Divergent Syntheses of Carbazole Alkaloids Clausenapin, Indizoline, Claulansine M, and Clausenaline D

We described the first total syntheses of clausenapin, indizoline, claulansine M, and a novel synthetic route to clausenaline D via divergent method. Key steps involved TFAA-mediated intramolecular acylation to construct the carbazole core and subsequent Claisen rearrangement to generate key intermediates for further elaboration to target molecules.

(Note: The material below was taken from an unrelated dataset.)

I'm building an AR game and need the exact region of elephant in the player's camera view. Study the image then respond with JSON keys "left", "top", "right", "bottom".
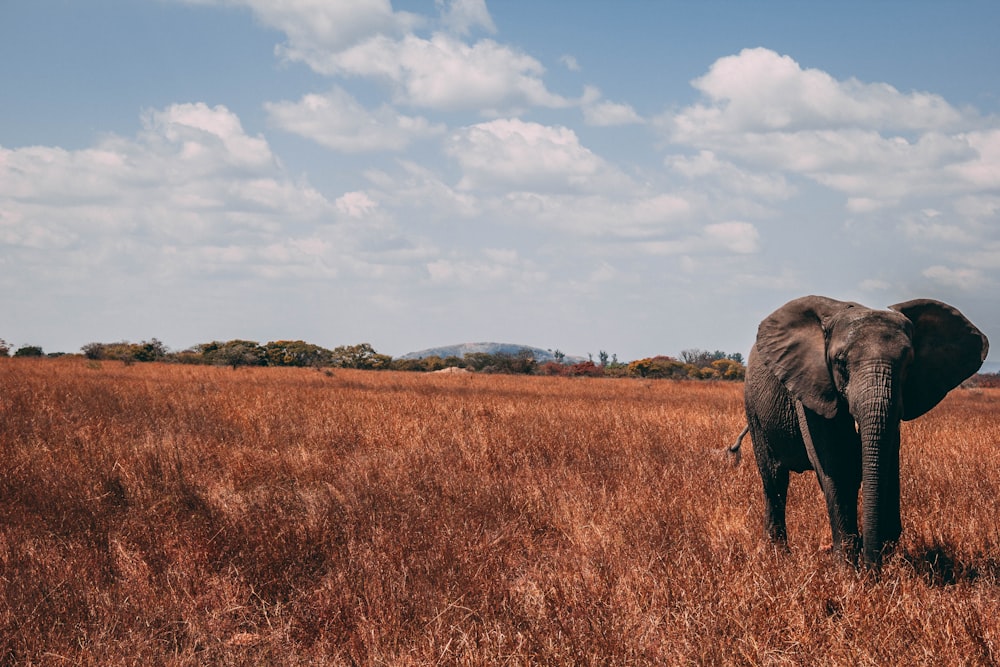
{"left": 729, "top": 296, "right": 988, "bottom": 567}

Synthesis of 2-Cyclopentenone Derivatives via Palladium-Catalyzed Intramolecular Carbonyl α-Alkenylation

2-Cyclopentenone derivatives have been efficiently synthesized from 5-bromo-5-hexen-2-ones via palladium-catalyzed intramolecular carbonyl α-alkenylation followed by double-bond migration under mild reaction conditions.

Selective synthesis of 2,5-disubstituted furan-3-carboxylates and the isomeric 2,4-disubstituted furan-3-carboxylates

An unprecedented Ag2CO3 and DBU mediated cyclization of 3-substituted 2-(2-bromoallyl)-3-oxo-1-carboxylates leading to the formation of 2,5-disubstituted furan-3-carboxylates has been reported. In the absence of a silver salt, the isomeric 2,4-disubstituted furan-3-carboxylates are obtained.

An improved method for the synthesis of γ-DDB

A mild and efficient method for the synthesis gamma-DDB has been developed through anhydride-linker assisted intramolecular Ullmann reaction. Highly regioselective bromination of differentially protected gallate was realized by virtue of the introduction of NBS.